Seperti judul karakternya yang mengerikan, “Wolf Man” tidak bisa lepas dari kesan sebuah film yang berada di tengah-tengah dua dunia yang sangat berbeda. Mereka yang bersiap menghadapi pengalaman menonton yang mendalam, intens, dan tajam secara budaya seperti “The Invisible Man” sebaiknya menurunkan ekspektasi tersebut. Sejujurnya, kedua film tersebut berusaha mencapai tujuan yang sangat berbeda dengan karakter yang sama sekali berbeda satu sama lain. Meski begitu, tidak ada jalan keluar dari kenyataan yang tidak mengenakkan bahwa narasi yang mengakar dan isu-isu kreatif menghambat “Manusia Serigala” dalam satu putaran yang terlalu sering.
Masalahnya dimulai dengan casting, yang cukup mengejutkan. Christopher Abbott telah memantapkan dirinya sebagai salah satu aktor karakter kami yang paling andal dan memiliki bakat dalam memilih proyek yang tepat. Dan, dalam hal ini, kemampuannya untuk mengubah dirinya menjadi seorang pria yang gugup, berkeringat, namun bermaksud baik adalah awal yang sempurna untuk transformasinya yang mengganggu di kemudian hari dalam cerita. Setelah Manusia Serigala akhirnya muncul dengan baik, performa fisik Abbott hanya dikalahkan oleh matanya yang sangat sedih dan ngeri yang mengintip dari balik monsternya. Julia Garner juga memanfaatkan sepenuhnya kehadirannya yang tak tertandingi sebagai seorang pemain, membawa keberanian rapuh yang bahkan hampir tidak diketahui oleh karakternya. Namun dinamika di antara keduanya, yang menjadi sandaran sebagian besar beban emosional, tidak pernah terasa meyakinkan seperti yang seharusnya. Dialognya juga tidak membantu mereka, menyudutkan kedua pemeran utama dengan garis-garis yang sangat kaku dan langsung tidak wajar yang terasa bertentangan dengan keseluruhan gambar. (Setelah ini, saya tidak ingin mendengar kabar buruk lagi tentang dialog M. Night Shyamalan!)

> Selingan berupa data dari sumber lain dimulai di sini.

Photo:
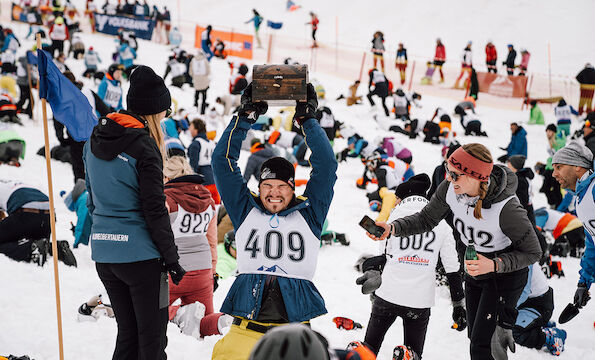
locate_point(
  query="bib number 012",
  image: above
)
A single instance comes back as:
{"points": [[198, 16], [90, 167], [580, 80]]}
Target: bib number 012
{"points": [[275, 245]]}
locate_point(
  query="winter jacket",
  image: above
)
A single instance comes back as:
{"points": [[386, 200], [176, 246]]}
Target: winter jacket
{"points": [[586, 76], [301, 298], [585, 211], [510, 58], [440, 54], [255, 162], [518, 143], [411, 261], [590, 142], [124, 175], [200, 70], [513, 224], [200, 153], [110, 91], [491, 53], [192, 216], [15, 195]]}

Whannell tampaknya hampir terganggu oleh upayanya untuk membuat kita peduli terhadap para protagonis ini, dengan mengorbankan “Manusia Serigala” yang sangat menakutkan. Ada beberapa jumpscare yang efektif dan kengerian tubuh yang membuat kita mual untuk membuat kita tetap waspada, tetapi sebaliknya film ini sangat bergantung pada nada firasat dan desain suara yang brilian — semua penghargaan diberikan kepada seluruh departemen suara, bersama dengan Skor komposer Benjamin Wallfisch yang sering membangkitkan gambaran kaki yang menghentak mengejar pahlawan kita — untuk menambah ketegangan. Apa pun yang bisa dikatakan tentang hal ini, bagaimanapun, ini adalah pengalaman indrawi yang sesungguhnya. Hal ini juga mencakup pengambilan gambar dan seringkali pencahayaan abstrak oleh sinematografer Stefan Duscio, yang bekerja sama dengan pilihan inovatif Whannell untuk menunjukkan kepada kita dunia melalui mata dan telinga Manusia Serigala pada beberapa momen penting. Penggemar horor akan menghargai penggunaan efek praktis dan peningkatan VFX yang cermat dalam berbagai iterasi desain makhluk eponymous, tetapi ini pun gagal memenuhi hype.
Pada saat “Wolf Man” menyelesaikan semuanya dengan akhir yang hanya sedikit juga rapi dan rapi, pemirsa akan dibiarkan merenungkan peluang yang terlewatkan daripada jalan berani yang diambil. Untungnya, bahkan kesalahan kebakaran Whannell yang sederhana pun patut untuk diwaspadai, terutama ketika begitu banyak perhatian dan upaya telah dicurahkan ke dalam setiap aspek konstruksinya. Masih banyak kesenangan yang bisa didapat di sini… selama Anda tidak berharap gigitan monster ini cocok dengan gonggongannya.
/Peringkat Film: 6 dari 10
“Wolf Man” tayang di bioskop 17 Januari 2025.